Commodity Futures Trading Commission Chair Mike Selig all but declared war on state governments this week, announcing his federal agency would oppose efforts by state attorneys general to crack down on prediction markets.
Selig has embarked on a media blitz in the past week, appearing in longform podcasts and TV interviews, the Wall Street Journal’s opinion pages and in a video on X with the same message: the CFTC is responsible for regulating prediction markets, not the states.
“To those who seek to challenge our authority in this space, let me be clear: we will see you in court,” Selig said in a Tuesday video address.
These comments mark a sharp reversal from Selig’s testimony before the Senate Agriculture Committee late last year, where the former nominee said he’d defer to the wisdom of the courts about the legal status of events contracts.
A light-touch CFTC will be a powerful ally for upstart prediction market companies like Polymarket and Kalshi. It will fall to the courts to decide whether Selig’s interpretation of the law is right.
Throwback. Democrats on the Senate Agriculture Committee pressed Selig for his views on prediction markets back in November. Several, including Sens. Tina Smith (Minn.), and Cory Booker (N.J.), expressed reservations about events contracts that resemble sports betting, which is otherwise not legalized on a national level.
Selig replied that he would “intend to always adhere to the law and follow what judicial decisions tell me to follow.”
This week brought a different tune. Prediction markets, Selig said on X, provide “useful functions for society by allowing everyday Americans to hedge commercial risks” by predicting the weather and energy prices.
Blowback. Senate Democrats were already skeptical heading into this week, writing in a letter to Selig on Feb. 13 that his recent remarks seemed “at odds with the intent of the Commodity Exchange Act.”

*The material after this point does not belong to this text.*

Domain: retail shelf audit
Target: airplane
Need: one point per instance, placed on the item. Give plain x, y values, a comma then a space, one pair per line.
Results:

Tuesday marked an escalation from state-level Republicans. Utah Gov. Spencer Cox told Selig on X that “these prediction markets you are breathlessly defending are gambling—pure and simple.”
Sen. Catherine Cortez Masto (D-Nev.) said in a statement the CFTC is “willing to trample on Nevada and other states’ rights to regulate gaming. The vast majority of event contracts help facilitate sports wagering.”
Don’t expect much activity from Congress here in the near term. The Senate Agriculture and Banking Committees have had their hands full trying to implement the crypto sector’s legislative agenda via market structure legislation. There’s not much appetite to touch events contracts.